Publish/Retrieve Encoding Behavior
This section covers the following topics:
Default Publish/Retrieve Behavior
All HTML files are published with a file encoding that indicates the
character set of the HTML file. This encoding is either automatically
generated or user-specified. All published files are read as binary data.
When retrieved, all HTML files are written as binary data.
By default, no translation occurs. However, translation does occur when a
file encoding is specified in the retrieve CALL routine (such as
RETRIEVE_PACKAGE, for example).
User-Specified Encoding in PACKAGE_PUBLISH
You may specify an encoding on the PACKAGE_PUBLISH CALL
routine to indicate the file's character set. The encoding
values of ASCII, EBCDIC_R15 and EBCDIC_R25 are treated
as special cases in the encoding rules below.
Rules for Determining File Encoding
The file encoding that is published with each HTML file is
determined by the following rules.
-
The HTML file is searched for
charset=
within
the META tags. The following rules govern the search:
- The search covers only the META tags found within the HEAD
portion of the document.
- META tags within comments are ignored.
- By default, the search uses the encoding of the native session. If a
special encoding is specified (ASCII, EBCDIC_RS25 or EBCDIC_RS15), the
search uses that encoding rather than the native session encoding.
- The encoding specified within the META tag always takes
precedence over user-specified encodings on the INSERT_HTML CALL routine.
-
If the encoding value is found within the HTML file, that value is
published as the encoding value.
-
If the encoding value is not found within the HTML, and if a user-specified
encoding value was not provided on the INSERT_HTML CALL routine, the native
session encoding is published as the encoding value.
-
If the encoding value is not found within the HTML, and if the user-specified
encoding is not a special case (not ASCII, EBCDIC_RS25, or EBCDIC_RS15),
then the user-specified encoding value is published as the encoding value.
- If the encoding value is not found within the HTML file, and if a special
encoding value of ASCII was specified, the following rules apply:
- If running on an ASCII host at publish time, an attempt is made to use
the current locale information to determine the flavor of ASCII encoding. If
the locale information is unavailable, the native session encoding is used.
- If running on an EBCDIC host at publish time, an attempt will be made to use
the current locale information to determine the transport format. If set, the
transport format is the encoding that is used. If not set, the default
becomes ISO-8859-1.
- If the encoding value is not found within the HTML file, and if a special
encoding value of EBCDIC_RS15 is specified, an encoding value of OPEN_ED-1047
is used, regardless of the host operating environment.

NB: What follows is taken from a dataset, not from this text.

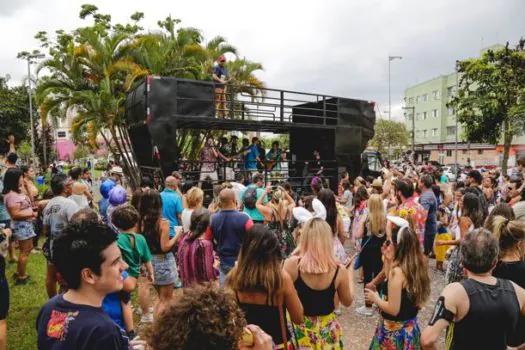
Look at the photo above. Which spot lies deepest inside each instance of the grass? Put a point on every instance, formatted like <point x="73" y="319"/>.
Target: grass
<point x="25" y="303"/>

- If the encoding value is not found within the HTML file, and if a special
encoding value of EBCDIC_RS25 is specified, an encoding value of EBCDIC1047
is used, regardless of the host operating environment.
Specifying an Encoding on the Retrieve
By default, no translation occurs when HTML files are retrieved; the files
are written as binary data. To override the default at retrieve time, supply an
encoding property. This property indicates that the HTML files should
be translated into the specified character set encoding. The encoding that is
published with the file is used as the source encoding, and the user-specified
encoding is used as the destination encoding.